Here’s How Donald Trump Could Impeach Joe Biden

Written by Martin Walsh

OPINION: This article contains commentary which reflects the author's opinion


Donald Trump recently said it would be an “interesting” idea for him to run for a Florida seat in the U.S. House of Representatives in 2022.

Now, conservative booster Rogan O’Handley, better known as “D.C. Draino,” is putting forth an idea to take things a step further.

The scenario, which O’Handley freely admits is crazy, is to have Trump impeach President Joe Biden.

It goes something like this:

• Trump runs for the House of Representatives for Florida in ’22.

• A “red wave” brings the House under the control of Republicans.

• Trump is elected speaker of the House, replacing Nancy Pelosi.

• Boom, he then controls a branch of the federal government and can push to impeach Biden and Vice President Kamala Harris.

• As the speaker of the House, Trump would be next in line for the presidency.

• According to the 22nd Amendment, he could still run for POTUS in ’24.

Donald Trump won’t commit to making former Vice President Mike Pence his running mate again, as he teases another run in 2024.


Trump said he has a very good relationship with Pence but made it clear he still thinks the former vice president made a terrible decision on Jan. 6.

Trump is still angry about Pence’s refusal to object to the Electoral College votes on Jan. 6 that certified Joe Biden’s victory in the 2020 election.

And Trump has not decided if Pence will run with him again.

“I don’t know, it’s really too soon to tell,” Trump told Fox News on the possibility that Pence could be his running mate.

“But certainly, we had a very good relationship. I was disappointed with Mike on one thing as he understands and some other people understand, but overall, I had a very good relationship with Mike, and he’s a very fine person and a fine man,” Trump added.

Trump has not yet made a decision on a 2024 run but hinted that he may soon make an announcement on the endeavor.

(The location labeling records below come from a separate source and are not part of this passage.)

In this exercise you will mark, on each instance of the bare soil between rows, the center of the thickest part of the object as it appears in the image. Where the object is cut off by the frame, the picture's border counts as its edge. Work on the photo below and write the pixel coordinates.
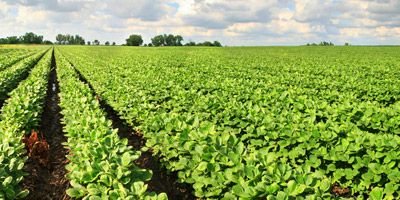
(161, 181)
(49, 182)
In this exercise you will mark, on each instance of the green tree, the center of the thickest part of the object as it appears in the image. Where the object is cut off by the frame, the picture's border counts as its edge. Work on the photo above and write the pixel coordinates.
(158, 40)
(96, 42)
(31, 38)
(217, 44)
(134, 40)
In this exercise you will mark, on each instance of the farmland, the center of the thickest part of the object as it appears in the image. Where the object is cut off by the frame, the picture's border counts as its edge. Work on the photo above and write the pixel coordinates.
(199, 123)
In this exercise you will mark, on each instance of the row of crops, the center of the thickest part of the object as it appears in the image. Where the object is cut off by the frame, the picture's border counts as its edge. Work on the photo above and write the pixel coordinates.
(100, 164)
(232, 123)
(260, 122)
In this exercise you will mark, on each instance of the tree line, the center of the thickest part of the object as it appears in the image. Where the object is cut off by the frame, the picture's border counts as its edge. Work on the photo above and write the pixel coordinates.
(323, 43)
(133, 40)
(27, 38)
(166, 40)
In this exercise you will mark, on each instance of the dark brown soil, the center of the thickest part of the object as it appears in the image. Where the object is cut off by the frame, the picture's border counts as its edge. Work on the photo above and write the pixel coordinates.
(339, 191)
(161, 181)
(49, 182)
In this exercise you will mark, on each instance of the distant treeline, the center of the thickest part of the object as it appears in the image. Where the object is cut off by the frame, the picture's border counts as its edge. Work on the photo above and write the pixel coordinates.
(133, 40)
(166, 40)
(28, 38)
(323, 43)
(70, 39)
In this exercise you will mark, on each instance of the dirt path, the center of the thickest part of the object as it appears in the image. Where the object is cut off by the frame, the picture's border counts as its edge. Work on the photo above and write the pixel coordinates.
(161, 180)
(49, 182)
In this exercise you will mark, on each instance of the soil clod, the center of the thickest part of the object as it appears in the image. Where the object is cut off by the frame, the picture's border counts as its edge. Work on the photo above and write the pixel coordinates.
(46, 179)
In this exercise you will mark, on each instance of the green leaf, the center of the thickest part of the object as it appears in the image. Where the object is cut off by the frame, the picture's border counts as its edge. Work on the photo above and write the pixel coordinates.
(126, 159)
(376, 194)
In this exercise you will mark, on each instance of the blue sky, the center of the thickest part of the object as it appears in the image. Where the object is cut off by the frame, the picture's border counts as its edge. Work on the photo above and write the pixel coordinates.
(233, 22)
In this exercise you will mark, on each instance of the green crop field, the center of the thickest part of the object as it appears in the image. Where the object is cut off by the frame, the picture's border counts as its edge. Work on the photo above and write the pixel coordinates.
(112, 122)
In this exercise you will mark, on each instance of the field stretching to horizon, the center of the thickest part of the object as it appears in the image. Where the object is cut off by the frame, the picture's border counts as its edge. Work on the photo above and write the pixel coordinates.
(112, 122)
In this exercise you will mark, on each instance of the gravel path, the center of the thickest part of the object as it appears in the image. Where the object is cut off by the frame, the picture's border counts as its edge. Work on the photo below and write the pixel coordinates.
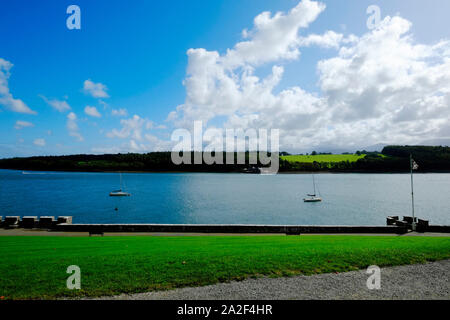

“I’ll make a decision in the not-too-distant future, maybe sooner than people think. And I think they’re going to be very happy,” he said.

Last week, Pence floated rumors that he would make his own presidential run in 2024.

Speaking at a dinner hosted by the Hillsborough County Republican Committee in New Hampshire, Pence said he and Trump have spoken “many times” since leaving office.

But, Pence added, “I don’t know if we’ll ever see eye to eye on that day.”

“January 6th was a dark day in the history of the United States Capitol. But thanks to the swift action of the Capitol Police and federal law enforcement, violence was quelled, the Capitol was secured,” Pence said.

“And that same day, we reconvened the Congress and did our duty under the Constitution and the laws of United States. (…) You know, President Trump and I have spoken many times since we left office. And I don’t know if we’ll ever see eye to eye on that day. But I will always be proud of what we accomplished for the American people over the last four years,” he continued.

“And I will not allow Democrats or their allies in the media to use one tragic day to discredit the aspirations of millions of Americans,” he added.


Pence appears to be possibly laying the early groundwork for a 2024 presidential run.

Several prominent Republicans are already being asked about Pence and his chances of running in 2024.

Since leaving office in January, Pence has pieced together a portfolio aimed at maintaining influence.

He’s forged partnerships with the conservative Heritage Foundation, joined the Young America’s Foundation, penned an op-ed for the Daily Signal about the 2020 election, and recently toured a Christian relief organization in North Carolina.

Pence also has discussed writing a book, has been in continuous conversation with his evangelical allies, and plans to spend much of the next two years helping Republican candidates as they try to reclaim House and Senate majorities in 2022.

He’s also planning to launch an advocacy organization that aides and allies say will give him a platform to defend the Trump administration’s record.

Making matters even more bewildering, Pence’s allies claim he’s the “natural Trump heir,” someone who can keep his base engaged while winning back suburban voters.

“Obviously Mike Pence has a very different persona, a very different tone. That probably is an understatement,” said former Wisconsin Gov. Scott Walker.

“As long as he can still talk about the things that Trump voters care about, but do so in a way that’s more reflective of kind of a Midwesterner, that I think … would be attractive to those voters,” Walker added.